Radio Journalism

September 17, 2009

Authors: Guy Starkey and Andrew Crisell

Edition: First

Publisher: SAGE Publications

Pages: 184

Price: £60.00 and £19.99

ISBN: 9781412930147 and 0154

The title gives away little about what is within Starkey and Crisell's Radio Journalism, and the jacket design gives it the look of a 1970s punk-rock fanzine. But one should not judge a book by its cover, even when it is beige, and certainly not in this case.

Contrary to appearance, this is not another turgid guide to digital editing, writing for radio and the structure of a newsroom team. It is an ambitious and accessible study that combines a succinct narrative history of radio journalism with an analysis of its power in the public sphere. It describes the development of British audio broadcasting before locating it in an international context and contemplating the contours of the convergent future. Such ambition is often the prelude to failure. Instead, Starkey and Crisell have written a precious introduction to the theory, practice and purposes of radio journalism that will be very useful to serious students of the subject.

It is an introduction. There is too little space here for a detailed assessment of John Reith's career, and the authors' account of the part BBC radio journalism played in the General Strike is abbreviated to the brink of irrelevance. No matter. Others have explored the history of the BBC. Starkey and Crisell's achievement is to set it in an illuminating context.

Their account is split according to the division between commercial radio and the BBC. The arrangement allows them to sustain throughout their amalgam of narrative and theory without becoming muddled. Their juxtaposition of the commercial sector's obligation to make profits against the BBC's need to appease government lacks subtlety. But it facilitates a lucid exposition of the legislative and institutional contexts in which British radio has grown and it builds a foundation for debate.
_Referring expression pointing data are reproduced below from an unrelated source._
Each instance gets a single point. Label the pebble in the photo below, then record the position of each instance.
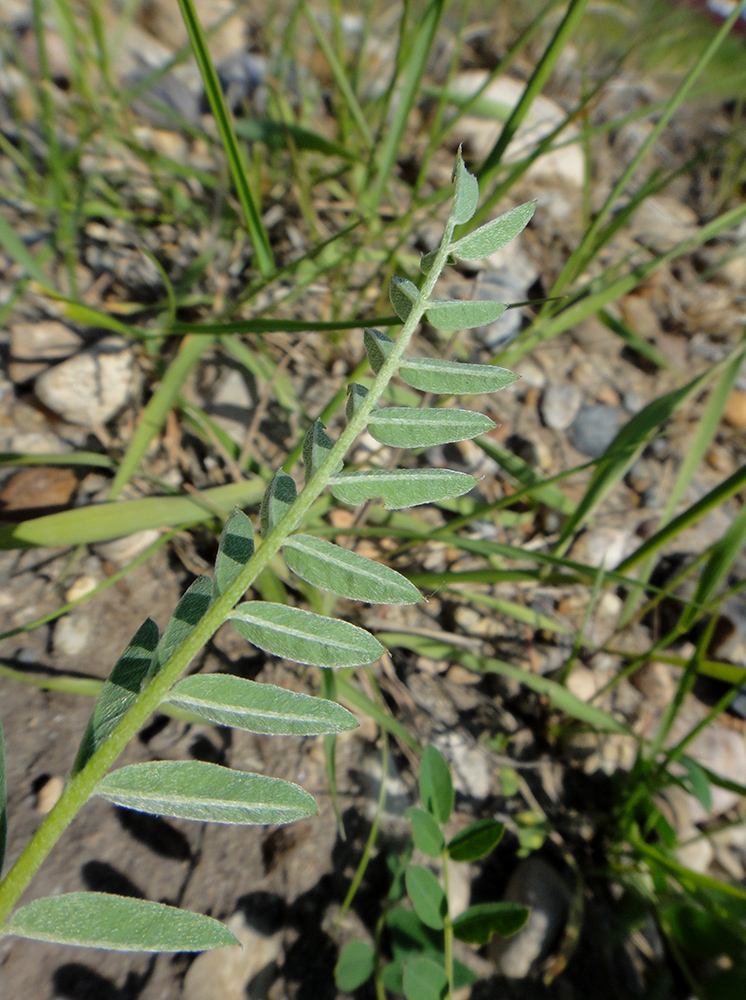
(91, 387)
(540, 887)
(593, 429)
(734, 413)
(226, 972)
(559, 406)
(34, 346)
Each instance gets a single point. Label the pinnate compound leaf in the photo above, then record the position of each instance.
(426, 832)
(234, 551)
(477, 924)
(303, 636)
(466, 195)
(279, 496)
(356, 394)
(427, 895)
(476, 841)
(436, 787)
(194, 789)
(454, 377)
(259, 708)
(403, 294)
(462, 314)
(117, 923)
(356, 964)
(401, 487)
(119, 692)
(189, 612)
(494, 235)
(346, 573)
(316, 447)
(378, 347)
(404, 427)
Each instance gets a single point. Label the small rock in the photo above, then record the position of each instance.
(226, 972)
(48, 795)
(559, 406)
(91, 387)
(71, 635)
(35, 346)
(735, 410)
(36, 489)
(538, 886)
(593, 429)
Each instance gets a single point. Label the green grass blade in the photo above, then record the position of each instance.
(105, 521)
(228, 138)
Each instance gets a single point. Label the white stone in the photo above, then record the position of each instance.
(93, 386)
The authors portray radio's potency as an agenda setter. They make appropriate links between this power and the role of regulation in protecting representative democracy while injecting elements of political interference. This aspect of journalism education is too often overlooked, but students need to understand it and Starkey and Crisell are right to give it a place in their narrative.

Equally useful is their consideration of the challenges and opportunities imposed by convergence. Radio journalism has adapted to survive first analogue and then digital television. Can it outlive Twitter? The authors theorise that radio's unique dexterity with ideas and abstractions may continue to reinforce its social value as a medium for the transmission of news and current affairs.

Journalism educators produce too few texts that pair clear and authoritative understanding of professional practice with coherent theoretical analysis. Starkey and Crisell offer both, and evince respect for journalism as a profession too. This is a very good book.

Who is it for? Students desiring a thorough introduction to the practice, theory and value of radio journalism.

Presentation: Eight chapters set out in welcoming, bite-sized chunks, followed by a critical bibliography.

Would you recommend it? Very highly.